Pointing out that the UN Emergency Force and the clearance of the Suez Canal have eased the situation in the Middle East considerably, Mr. MacDonald told the Assembly: “Important as these gains are, they have yet to be consolidated and extended before any lasting achievement can be claimed. This is one of the greatest of the challenges which face the present session of the General Assembly.”
“It is true,” Mr. MacDonald continued, “that quiet prevails on the armistice lines; but the bitterness of Israeli-Arab relations has not been diminished. The United Nations Emergency Force provides a buffer; but the will to achieve a lasting settlement has not yet appeared on either side. Shipping is once more passing through the Suez Canal; but the conditions of passage are by no means satisfactory as long as Israeli shipping is prevented from using the Canal, the provisions of the 1888 Convention will not be fully carried out, and the international character of this waterway will be infringed.”

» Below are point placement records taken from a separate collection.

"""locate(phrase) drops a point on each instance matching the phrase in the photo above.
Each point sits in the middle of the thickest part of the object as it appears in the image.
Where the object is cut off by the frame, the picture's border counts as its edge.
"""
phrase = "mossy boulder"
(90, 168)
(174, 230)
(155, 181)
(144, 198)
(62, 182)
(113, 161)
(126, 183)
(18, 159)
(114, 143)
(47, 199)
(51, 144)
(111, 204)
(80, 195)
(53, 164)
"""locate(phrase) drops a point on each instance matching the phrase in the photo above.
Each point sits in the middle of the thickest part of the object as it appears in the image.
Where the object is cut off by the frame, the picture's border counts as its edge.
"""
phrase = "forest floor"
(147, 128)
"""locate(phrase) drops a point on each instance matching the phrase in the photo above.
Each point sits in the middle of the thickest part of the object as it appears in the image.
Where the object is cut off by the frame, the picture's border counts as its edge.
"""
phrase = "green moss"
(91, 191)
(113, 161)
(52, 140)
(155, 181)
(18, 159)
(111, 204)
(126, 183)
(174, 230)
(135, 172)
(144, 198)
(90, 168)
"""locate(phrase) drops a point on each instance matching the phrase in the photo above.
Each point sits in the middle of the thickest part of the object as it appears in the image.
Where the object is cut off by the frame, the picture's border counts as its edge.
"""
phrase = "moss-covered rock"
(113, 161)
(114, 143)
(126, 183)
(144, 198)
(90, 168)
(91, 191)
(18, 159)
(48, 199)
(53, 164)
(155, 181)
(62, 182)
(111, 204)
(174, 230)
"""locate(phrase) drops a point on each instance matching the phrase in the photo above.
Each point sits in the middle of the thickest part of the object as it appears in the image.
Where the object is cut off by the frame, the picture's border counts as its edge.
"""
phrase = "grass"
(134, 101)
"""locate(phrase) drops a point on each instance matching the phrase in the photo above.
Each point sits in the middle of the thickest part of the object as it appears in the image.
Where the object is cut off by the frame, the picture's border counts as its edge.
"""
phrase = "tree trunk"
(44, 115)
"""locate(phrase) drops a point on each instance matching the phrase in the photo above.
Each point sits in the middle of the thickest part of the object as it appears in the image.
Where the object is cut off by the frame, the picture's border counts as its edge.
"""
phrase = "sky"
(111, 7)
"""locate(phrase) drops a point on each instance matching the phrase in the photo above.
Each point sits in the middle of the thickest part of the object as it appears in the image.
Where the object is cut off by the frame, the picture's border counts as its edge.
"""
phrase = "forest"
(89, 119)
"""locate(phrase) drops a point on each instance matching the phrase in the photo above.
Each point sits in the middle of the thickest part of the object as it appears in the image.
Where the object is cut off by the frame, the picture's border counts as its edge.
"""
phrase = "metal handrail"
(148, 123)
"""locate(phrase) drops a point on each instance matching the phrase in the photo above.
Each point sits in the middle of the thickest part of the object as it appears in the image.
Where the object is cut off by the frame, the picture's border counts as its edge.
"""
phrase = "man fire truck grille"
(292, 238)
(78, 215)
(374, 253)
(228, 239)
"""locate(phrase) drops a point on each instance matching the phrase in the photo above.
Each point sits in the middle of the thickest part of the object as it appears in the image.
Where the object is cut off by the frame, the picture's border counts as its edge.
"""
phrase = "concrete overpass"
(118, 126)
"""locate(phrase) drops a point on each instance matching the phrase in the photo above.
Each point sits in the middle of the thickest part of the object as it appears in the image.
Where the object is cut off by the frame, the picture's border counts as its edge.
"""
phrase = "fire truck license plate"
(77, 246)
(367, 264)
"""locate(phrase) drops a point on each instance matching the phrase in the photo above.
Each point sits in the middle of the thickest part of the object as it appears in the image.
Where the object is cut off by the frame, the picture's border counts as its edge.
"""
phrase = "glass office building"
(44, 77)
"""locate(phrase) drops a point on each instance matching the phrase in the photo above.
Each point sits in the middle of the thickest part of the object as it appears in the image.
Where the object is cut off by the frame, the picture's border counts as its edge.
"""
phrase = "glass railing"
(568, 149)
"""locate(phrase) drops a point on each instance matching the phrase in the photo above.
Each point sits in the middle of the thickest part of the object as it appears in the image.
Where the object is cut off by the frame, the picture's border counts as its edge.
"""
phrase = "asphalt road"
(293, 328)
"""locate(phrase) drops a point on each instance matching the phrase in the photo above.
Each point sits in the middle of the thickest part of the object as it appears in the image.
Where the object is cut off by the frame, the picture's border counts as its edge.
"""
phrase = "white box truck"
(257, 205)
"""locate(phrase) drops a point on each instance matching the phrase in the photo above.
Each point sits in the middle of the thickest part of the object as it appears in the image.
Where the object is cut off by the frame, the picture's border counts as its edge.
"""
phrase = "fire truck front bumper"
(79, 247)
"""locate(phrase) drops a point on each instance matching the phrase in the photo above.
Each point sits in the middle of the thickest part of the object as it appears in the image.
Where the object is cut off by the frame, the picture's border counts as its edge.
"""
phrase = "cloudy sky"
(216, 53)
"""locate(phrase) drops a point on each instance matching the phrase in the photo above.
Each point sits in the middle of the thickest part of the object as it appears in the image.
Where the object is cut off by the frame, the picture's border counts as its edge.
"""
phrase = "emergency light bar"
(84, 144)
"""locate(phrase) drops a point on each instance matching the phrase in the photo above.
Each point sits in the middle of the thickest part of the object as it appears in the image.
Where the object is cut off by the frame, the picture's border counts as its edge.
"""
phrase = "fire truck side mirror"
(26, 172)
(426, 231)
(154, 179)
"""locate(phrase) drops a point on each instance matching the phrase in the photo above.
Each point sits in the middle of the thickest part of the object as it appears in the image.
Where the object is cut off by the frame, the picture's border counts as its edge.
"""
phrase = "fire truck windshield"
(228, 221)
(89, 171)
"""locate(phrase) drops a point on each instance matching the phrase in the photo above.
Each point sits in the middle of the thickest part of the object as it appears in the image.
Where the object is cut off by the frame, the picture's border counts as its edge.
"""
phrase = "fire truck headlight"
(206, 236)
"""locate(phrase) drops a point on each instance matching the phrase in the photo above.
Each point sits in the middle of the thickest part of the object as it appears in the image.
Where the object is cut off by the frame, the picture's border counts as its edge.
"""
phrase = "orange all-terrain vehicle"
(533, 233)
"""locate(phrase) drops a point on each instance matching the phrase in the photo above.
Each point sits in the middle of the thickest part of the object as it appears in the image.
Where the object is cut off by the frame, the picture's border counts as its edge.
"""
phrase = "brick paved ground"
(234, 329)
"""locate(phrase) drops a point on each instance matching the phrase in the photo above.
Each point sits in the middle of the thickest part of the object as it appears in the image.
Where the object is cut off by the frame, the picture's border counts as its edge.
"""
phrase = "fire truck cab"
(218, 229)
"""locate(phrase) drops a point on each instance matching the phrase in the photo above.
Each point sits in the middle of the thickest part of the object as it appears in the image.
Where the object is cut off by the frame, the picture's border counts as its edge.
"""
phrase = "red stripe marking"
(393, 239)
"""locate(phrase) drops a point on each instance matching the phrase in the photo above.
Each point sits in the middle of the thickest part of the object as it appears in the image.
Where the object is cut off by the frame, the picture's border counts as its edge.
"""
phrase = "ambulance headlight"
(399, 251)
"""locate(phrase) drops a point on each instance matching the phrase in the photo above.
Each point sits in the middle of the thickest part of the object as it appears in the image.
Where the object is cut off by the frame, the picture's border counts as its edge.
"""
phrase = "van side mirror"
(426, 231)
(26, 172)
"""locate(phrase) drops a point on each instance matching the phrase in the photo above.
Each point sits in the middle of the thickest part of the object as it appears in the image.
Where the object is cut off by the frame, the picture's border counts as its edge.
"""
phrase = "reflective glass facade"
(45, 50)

“As the past year has shown, the weaknesses and dissensions of the Middle East increase the ever-present dangers of Communist domination,” Mr. MacDonald continued. He went on to express the view that restoring conditions in the Middle East to the status quo prevailing before last year’s hostilities involving Egypt is insufficient. “The General Assembly,” he said, “must look beyond the result of tensions to its causes, and must work for their removal. We must indeed make up for the years before last year when the problems existed but failed to attract the Assembly’s attention.”
Mr. MacDonald expressed the opinion that the UN cannot afford to do without UNEF “until we are able to resolve the difficulties and tensions which it keeps in check.” He concluded this section of his address by declaring that New Zealand feels that “the effort to deal with the underlying problems of the Middle East must be intensified.”

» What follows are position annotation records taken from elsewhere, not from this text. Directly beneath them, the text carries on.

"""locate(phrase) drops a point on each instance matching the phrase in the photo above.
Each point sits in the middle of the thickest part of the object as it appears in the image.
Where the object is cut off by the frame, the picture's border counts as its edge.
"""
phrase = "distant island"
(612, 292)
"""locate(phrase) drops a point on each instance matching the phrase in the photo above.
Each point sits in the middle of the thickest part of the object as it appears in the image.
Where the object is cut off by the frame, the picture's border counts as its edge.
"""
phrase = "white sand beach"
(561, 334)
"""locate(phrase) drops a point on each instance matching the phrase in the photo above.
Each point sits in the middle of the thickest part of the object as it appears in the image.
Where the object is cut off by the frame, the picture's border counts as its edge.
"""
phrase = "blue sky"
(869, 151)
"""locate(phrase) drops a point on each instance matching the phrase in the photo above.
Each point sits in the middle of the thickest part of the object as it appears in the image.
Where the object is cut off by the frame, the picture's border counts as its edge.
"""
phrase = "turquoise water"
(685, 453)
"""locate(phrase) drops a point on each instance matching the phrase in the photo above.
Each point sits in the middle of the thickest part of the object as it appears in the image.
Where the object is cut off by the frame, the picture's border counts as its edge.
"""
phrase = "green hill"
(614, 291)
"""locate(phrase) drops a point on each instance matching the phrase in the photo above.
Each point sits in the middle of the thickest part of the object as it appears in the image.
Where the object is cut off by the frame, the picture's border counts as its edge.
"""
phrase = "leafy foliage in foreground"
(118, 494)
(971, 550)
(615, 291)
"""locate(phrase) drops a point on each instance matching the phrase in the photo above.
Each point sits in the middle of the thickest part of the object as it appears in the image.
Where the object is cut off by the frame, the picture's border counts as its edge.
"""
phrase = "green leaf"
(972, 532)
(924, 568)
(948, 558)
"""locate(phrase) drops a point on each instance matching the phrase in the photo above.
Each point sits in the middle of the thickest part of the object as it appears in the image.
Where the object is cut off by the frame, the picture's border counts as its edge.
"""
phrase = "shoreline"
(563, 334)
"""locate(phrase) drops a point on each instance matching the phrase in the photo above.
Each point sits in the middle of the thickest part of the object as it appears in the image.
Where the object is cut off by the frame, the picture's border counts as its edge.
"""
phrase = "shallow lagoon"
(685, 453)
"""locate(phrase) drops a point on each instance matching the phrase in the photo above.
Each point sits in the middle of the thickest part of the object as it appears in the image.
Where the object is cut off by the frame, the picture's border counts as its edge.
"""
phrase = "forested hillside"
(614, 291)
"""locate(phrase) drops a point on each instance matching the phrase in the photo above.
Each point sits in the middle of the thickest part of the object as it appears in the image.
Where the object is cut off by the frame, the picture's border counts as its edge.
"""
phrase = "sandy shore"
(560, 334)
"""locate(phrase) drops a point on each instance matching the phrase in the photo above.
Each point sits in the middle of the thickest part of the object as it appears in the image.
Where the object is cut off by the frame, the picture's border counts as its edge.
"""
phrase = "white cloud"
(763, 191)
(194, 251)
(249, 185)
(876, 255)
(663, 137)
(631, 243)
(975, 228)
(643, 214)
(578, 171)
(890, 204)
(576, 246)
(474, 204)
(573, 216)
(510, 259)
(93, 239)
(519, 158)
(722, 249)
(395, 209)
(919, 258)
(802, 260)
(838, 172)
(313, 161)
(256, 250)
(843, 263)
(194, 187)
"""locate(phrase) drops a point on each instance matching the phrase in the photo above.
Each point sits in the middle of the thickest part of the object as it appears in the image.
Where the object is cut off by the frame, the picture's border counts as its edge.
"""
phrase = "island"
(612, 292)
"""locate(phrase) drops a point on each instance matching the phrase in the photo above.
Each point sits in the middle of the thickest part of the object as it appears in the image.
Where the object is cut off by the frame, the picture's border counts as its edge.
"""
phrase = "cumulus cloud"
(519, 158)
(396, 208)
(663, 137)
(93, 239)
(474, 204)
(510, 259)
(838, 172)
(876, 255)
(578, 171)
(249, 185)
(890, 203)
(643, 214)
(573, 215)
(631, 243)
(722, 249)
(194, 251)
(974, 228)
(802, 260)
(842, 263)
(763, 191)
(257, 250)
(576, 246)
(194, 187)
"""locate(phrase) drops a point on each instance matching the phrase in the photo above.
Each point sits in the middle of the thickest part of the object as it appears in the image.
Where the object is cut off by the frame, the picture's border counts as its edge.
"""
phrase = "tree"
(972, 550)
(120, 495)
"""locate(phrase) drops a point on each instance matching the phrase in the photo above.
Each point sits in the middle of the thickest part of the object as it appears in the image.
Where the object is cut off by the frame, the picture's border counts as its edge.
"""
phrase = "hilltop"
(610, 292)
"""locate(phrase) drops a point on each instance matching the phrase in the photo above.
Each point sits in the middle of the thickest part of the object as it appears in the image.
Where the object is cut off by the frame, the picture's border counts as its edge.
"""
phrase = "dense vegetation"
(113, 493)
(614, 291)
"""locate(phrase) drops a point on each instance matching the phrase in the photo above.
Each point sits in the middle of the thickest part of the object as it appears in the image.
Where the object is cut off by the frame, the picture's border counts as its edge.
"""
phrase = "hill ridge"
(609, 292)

CANADA SUPPORTS U.N. TROOPS ON EGYPT-ISRAEL FRONTIER
Canada, which first proposed to the United Nations last year the formation of the UN Emergency Force as an international police patrol, still strongly supports UNEF, the General Assembly was told today by John G. Diefenbaker, Prime Minister of Canada. “The Canadian Government is deeply gratified that UNEF has had so large a measure of success in its endeavors, and is willing to continue its contributions as long as it is considered necessary by the United Nations,” he said.
The Prime Minister pointed out that Canada’s troops make up the largest single troop contingent within UNEF, comprising some 1,200 of the total personnel of 6,000. Voicing pride in the fact that the UNEF commander, Gen. E. L. M. Burns, is a Canadian, Mr. Diefenbaker expressed the hope that Gen. Burns would continue in the post in which he has “earned the approval and praise of the most objective of observers.”

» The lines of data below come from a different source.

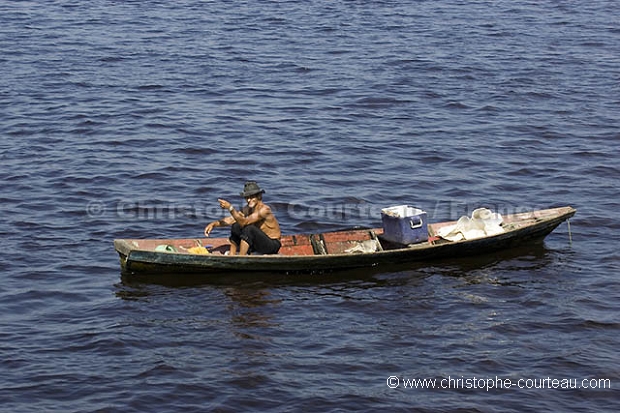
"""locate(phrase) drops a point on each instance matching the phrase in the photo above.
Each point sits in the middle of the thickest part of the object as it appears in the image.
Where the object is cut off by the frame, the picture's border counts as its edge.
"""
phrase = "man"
(255, 228)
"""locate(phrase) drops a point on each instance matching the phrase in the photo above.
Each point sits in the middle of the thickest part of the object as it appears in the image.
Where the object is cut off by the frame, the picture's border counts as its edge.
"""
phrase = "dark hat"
(251, 188)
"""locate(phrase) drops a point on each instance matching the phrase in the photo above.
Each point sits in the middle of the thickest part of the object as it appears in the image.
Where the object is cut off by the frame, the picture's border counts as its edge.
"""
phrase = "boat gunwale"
(541, 220)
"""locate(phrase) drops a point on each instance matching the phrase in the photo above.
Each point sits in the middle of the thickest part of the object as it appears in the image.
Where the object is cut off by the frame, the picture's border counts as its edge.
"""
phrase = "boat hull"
(521, 229)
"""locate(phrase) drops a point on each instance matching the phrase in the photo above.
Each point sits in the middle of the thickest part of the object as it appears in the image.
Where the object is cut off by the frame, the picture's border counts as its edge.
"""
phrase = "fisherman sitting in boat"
(254, 228)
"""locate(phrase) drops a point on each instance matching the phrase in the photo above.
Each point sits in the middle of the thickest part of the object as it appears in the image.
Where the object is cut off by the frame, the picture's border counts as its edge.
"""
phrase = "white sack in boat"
(483, 222)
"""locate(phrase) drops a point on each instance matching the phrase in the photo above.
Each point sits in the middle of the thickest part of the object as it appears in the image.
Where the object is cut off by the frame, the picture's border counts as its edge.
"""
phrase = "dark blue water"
(129, 119)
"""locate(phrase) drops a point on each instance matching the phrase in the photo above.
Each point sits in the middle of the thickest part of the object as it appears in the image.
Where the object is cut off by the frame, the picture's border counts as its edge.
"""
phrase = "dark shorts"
(257, 239)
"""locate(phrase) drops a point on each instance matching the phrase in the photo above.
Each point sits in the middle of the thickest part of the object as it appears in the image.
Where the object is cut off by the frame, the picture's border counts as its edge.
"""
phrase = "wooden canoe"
(329, 251)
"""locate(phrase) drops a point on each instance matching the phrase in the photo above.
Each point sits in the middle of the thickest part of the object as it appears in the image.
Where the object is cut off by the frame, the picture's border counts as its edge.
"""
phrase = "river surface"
(128, 119)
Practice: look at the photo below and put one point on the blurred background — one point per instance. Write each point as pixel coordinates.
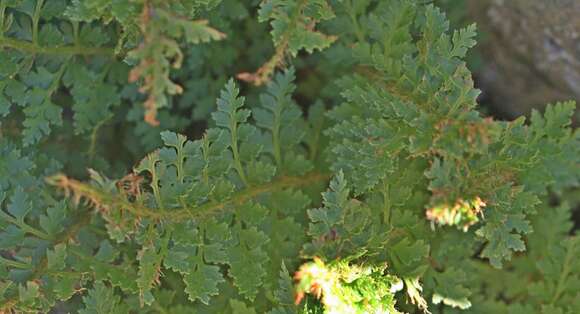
(528, 51)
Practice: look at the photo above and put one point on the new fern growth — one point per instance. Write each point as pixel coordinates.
(391, 193)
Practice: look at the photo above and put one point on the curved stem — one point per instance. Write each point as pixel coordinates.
(183, 213)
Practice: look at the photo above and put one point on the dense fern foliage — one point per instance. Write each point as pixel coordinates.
(346, 170)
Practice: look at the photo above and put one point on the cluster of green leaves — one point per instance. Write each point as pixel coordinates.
(429, 207)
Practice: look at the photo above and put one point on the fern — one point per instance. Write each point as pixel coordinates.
(390, 193)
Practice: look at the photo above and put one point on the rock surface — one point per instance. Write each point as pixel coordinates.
(530, 50)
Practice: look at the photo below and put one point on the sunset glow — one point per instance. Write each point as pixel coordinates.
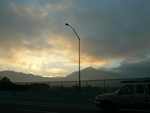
(34, 38)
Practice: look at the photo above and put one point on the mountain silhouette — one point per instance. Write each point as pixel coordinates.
(91, 73)
(88, 73)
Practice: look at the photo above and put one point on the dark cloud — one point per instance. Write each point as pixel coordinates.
(135, 68)
(119, 30)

At a press conference later, Mr. Diefenbaker said that he “can think of no possible action that could be taken by the General Assembly at this time in regard to the Middle East that would be beneficial either as to present tensions or in the direction of a long-range solution.” As faras Canada was concerned, it had no concrete proposals to offer regarding the Middle East, he stated. In answer to a question about whether he thought the situation with Syria was a threat to the Middle East, he said that the developments in Syria “are not lacking in dangerous potentialities.”